Il film contiene le registrazioni dei musicisti, gli incontri con le comunità e le associazioni coinvolte, e testimonianze sul tema del cambiamento climatico: qual è il potere del cinema rispetto a tutti questi aspetti? Provocatoriamente: non si bastavano da soli, quindi il linguaggio audiovisivo è un valore aggiunto?
Essendo i Marlene Kuntz una band musicale e il disco un concept album, per cui nei testi c’è un messaggio specifico, il docufilm permette di vedere come sia stato concepito l’album, da dove arrivino gli spunti che hanno permesso la scrittura e la concezione dell’album stesso. Credo il doc sia un modo per estendere il messaggio, che la sua funzione sia proprio questa. Io ero lì a vedere il progetto nel suo divenire e credo il film sia una parte integrante e un valore aggiunto.
La montagna, come soggetto di natura, è molto presente nel doc, e lo era già sin da quando il progetto non era ancora pensato come cinematografico. Quando poi ha preso anche questa forma, ha lavorato in maniera specifica per renderla ancor più ‘attrice’?
In realtà no, nel senso che eravamo proprio immersi in quello scenario, quindi non ho avuto bisogno di enfatizzare. Eravamo spesso isolati tra le montagne, un’immersione reale, è quello che è successo, era il nostro paesaggio quotidiano: non c’è stata una scelta di montaggio per amplificare, eravamo lì in quella ‘bolla’, anche per gli artisti stessi, per cui è raro poter essere così contaminati dalla natura, fonte di tanti spunti, ma è proprio andata così, è stato fighissimo così, respiravamo proprio quell’aria lì.
Karma Clima, così declinato e così versatile, potrebbe prendere un’ulteriore forma? Artistica, di comunicazione sociale, di business?

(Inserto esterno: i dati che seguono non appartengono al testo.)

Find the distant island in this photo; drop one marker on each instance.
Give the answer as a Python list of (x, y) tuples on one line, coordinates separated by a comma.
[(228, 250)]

Stiamo già pensando a come progredire. Con Lagash, il bassista dei Marlene Kuntz, e con la cooperativa che rappresenta Ostana, stiamo parlando di altri progetti riguardanti il clima, e i Marlene rientreranno per un progetto: loro credono fortemente che l’arte sia un mezzo per veicolare dei messaggi, hanno pensato di sfruttare le proprie doti per comunicare a più persone possibili questi messaggi. Se riuscissimo a fare arte e portare così messaggi importanti sarebbe un modo più coinvolgente di far percepire alcune tematiche, senza arrivare a conflitti, che solitamente portano a poco.